Silicone-based dressings

* The treatment of MARSI includes applying a silicone-based dressing to protect the area such as Mepitel. Acrylic-based dressings are used to secure critical tubes. Silver-impregnated and medical grade honey dressings are used in neonatal and pediatric wound care but are not preferred for MARSI.

front 33

Why is protein intake crucial for pediatric wound healing?

Enhances fluid balance

Aids in collagen synthesis

Increases vascularity

Promotes tissue repair

back 33

Promotes tissue repair

*Protein primarily supports tissue repair and cell growth for wound healing.

front 34

Why should products containing alcohol be avoided when treating neonatal wounds?

Increases wound drainage

Causes pH imbalance

Potential toxicity

Promotes epidermal thickening

back 34

Potential toxicity

* Alcohol-containing products are potentially toxic to neonates, as their skin permeability allows higher absorption rates than in adults.

front 35

Which treatment protocol is recommended for managing incontinence-associated dermatitis (IAD) complicated by Candida infection?
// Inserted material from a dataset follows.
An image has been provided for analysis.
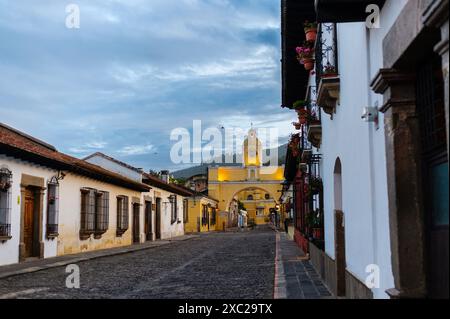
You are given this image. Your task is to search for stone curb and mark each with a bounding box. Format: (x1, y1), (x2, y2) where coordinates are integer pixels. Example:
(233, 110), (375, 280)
(0, 235), (200, 279)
Antifungal powder, skin protectant, zinc oxide cream

Antifungal powder, zinc oxide cream, skin protectant

Zinc oxide cream, antifungal powder, skin protectant

Zinc oxide cream, skin protectant, antifungal powder

back 35

Antifungal powder, skin protectant, zinc oxide cream

The treatment protocol recommended for managing incontinence-associated dermatitis (IAD) complicated by Candida infection is antifungal powder, skin protectant, and zinc oxide cream.